Distributional Similarity

From Cohen Courses
Jump to navigationJump to search

Method

A simple way to gauge the semantic relatedness of two words from a large unlabeled corpus.

A word's or phrases distributional similarity to another word or phrase is a function of the surrounding contexts of each time it appears. Sometimes contexts are defined as syntactic dependencies; sometimes they are left- and right neighbors. (In this case, distributional similarity is superficially similar to but NOT the same as co-occurrence statistics between the words).
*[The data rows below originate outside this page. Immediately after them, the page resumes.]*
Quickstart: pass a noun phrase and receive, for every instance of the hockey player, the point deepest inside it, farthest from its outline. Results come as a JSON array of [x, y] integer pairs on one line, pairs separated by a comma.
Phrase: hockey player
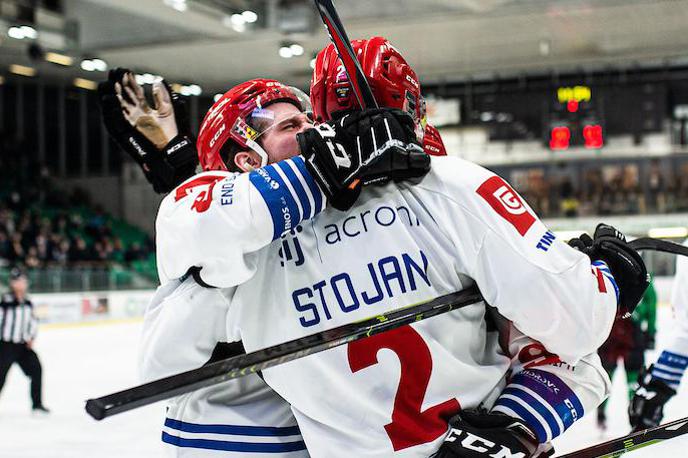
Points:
[[627, 342], [253, 124], [392, 81], [661, 380], [392, 394]]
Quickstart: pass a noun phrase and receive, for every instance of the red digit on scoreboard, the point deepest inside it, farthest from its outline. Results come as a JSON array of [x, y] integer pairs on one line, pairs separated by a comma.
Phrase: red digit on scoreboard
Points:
[[593, 136], [559, 138]]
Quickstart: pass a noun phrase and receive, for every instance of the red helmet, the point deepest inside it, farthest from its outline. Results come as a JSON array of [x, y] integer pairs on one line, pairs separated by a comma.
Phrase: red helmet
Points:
[[230, 119], [432, 142], [393, 81]]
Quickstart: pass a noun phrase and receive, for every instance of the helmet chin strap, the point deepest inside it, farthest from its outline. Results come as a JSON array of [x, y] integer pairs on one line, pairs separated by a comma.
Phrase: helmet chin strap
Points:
[[258, 149]]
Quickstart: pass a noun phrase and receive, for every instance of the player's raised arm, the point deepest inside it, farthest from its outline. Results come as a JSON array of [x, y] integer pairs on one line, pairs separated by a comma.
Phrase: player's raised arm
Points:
[[552, 292]]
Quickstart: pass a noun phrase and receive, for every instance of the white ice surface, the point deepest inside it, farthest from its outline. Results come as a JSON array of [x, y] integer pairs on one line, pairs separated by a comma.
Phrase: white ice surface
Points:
[[90, 361]]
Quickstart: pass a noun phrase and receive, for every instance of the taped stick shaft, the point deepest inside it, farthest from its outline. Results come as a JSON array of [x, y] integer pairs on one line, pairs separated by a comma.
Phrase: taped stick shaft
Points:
[[238, 366]]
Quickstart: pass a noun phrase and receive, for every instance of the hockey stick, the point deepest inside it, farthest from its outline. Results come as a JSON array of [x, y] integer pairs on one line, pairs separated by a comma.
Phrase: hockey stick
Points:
[[619, 446], [241, 365], [335, 29], [647, 243]]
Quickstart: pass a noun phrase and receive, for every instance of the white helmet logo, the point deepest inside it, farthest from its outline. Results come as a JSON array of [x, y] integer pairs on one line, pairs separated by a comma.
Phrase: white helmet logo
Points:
[[508, 199]]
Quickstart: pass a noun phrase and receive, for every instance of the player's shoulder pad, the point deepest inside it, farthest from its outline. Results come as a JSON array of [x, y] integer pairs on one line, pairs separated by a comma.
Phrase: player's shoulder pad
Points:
[[454, 176]]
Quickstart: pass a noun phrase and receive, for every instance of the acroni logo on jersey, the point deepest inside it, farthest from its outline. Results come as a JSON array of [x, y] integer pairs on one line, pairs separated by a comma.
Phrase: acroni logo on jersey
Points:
[[504, 200], [357, 224]]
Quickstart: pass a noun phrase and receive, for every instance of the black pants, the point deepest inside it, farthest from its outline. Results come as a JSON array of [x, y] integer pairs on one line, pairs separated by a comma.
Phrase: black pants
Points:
[[27, 359]]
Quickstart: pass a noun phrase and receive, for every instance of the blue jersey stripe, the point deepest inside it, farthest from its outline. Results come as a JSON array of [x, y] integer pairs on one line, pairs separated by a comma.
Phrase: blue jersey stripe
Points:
[[538, 406], [535, 424], [675, 360], [554, 391], [227, 446], [315, 190], [658, 373], [298, 188], [240, 430], [279, 200]]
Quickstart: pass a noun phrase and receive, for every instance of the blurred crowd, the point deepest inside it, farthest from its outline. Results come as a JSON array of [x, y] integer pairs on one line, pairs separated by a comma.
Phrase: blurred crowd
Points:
[[62, 238], [610, 190]]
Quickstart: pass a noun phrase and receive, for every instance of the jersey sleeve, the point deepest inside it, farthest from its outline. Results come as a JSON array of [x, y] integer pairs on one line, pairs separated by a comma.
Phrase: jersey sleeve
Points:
[[182, 325], [216, 221], [547, 394], [550, 291], [673, 361]]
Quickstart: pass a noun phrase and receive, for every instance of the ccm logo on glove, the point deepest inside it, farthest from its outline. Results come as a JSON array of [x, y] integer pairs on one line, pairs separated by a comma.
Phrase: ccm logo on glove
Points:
[[504, 200], [475, 443]]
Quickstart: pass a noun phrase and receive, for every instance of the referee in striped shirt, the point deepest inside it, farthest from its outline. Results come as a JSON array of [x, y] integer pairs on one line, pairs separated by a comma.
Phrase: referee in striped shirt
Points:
[[17, 331]]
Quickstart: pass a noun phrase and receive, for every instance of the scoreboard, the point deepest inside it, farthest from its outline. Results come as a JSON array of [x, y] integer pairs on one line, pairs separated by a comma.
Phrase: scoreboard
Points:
[[574, 119]]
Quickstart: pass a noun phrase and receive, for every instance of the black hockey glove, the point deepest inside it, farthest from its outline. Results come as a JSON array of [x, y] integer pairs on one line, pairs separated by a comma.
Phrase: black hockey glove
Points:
[[158, 139], [626, 265], [647, 406], [477, 434], [361, 148]]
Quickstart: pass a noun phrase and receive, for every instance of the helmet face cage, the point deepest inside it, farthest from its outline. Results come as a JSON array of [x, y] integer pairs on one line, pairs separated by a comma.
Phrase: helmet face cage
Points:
[[240, 116], [392, 80]]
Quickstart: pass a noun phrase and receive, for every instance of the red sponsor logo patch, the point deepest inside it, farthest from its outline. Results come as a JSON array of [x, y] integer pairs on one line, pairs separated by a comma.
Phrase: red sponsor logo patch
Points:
[[600, 279], [205, 197], [504, 200]]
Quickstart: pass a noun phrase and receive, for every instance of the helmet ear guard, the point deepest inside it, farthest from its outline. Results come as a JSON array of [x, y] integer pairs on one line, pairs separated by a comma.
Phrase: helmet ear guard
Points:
[[392, 80]]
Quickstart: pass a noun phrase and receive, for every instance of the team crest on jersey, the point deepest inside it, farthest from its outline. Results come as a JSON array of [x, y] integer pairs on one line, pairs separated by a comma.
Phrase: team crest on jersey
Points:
[[291, 251], [504, 200], [205, 196]]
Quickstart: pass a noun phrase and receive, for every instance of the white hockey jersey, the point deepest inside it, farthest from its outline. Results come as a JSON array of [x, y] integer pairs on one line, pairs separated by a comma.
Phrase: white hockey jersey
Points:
[[239, 418], [388, 395], [673, 360]]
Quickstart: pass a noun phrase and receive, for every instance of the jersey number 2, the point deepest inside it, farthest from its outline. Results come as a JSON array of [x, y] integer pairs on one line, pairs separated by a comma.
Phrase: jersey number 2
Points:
[[410, 426]]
Dist. sim. measures to what extent the words/phrases can be similar slot-fillers. For example, here's a quick example thrown together from some twitter data, comparing three words: "great", "good", and "bad".

Picture 2.png

A context is usually defined as the tuple of several words immediately to the left and right of the word. You then look at the word's many appearances in the corpus and count the contexts. Words that can be used in similar ways should get similar distribution of context appearances. Above, the columns are just normalized counts (probability of that context for the word). The hope is that words with similar sentiment polarity will have a high distributional similarity score. Indeed, in this example (with data from 2M occurrences, which is very small for this sort of thing), the cosine similarities give sim(great,good) > sim(great,bad), which is exactly what you hope.

Distributional similarity has been used to group together words with rough semantic similarities; it can be used to derive lexicons comparable to hand-created lexical resources -- this is what the Lin,_1998 does -- or extend them as seeds, as in Snow_et_al_2005. Distributional similarity can be a useful feature inside discriminatively trained NLP systems like CRFs for named entity recognition.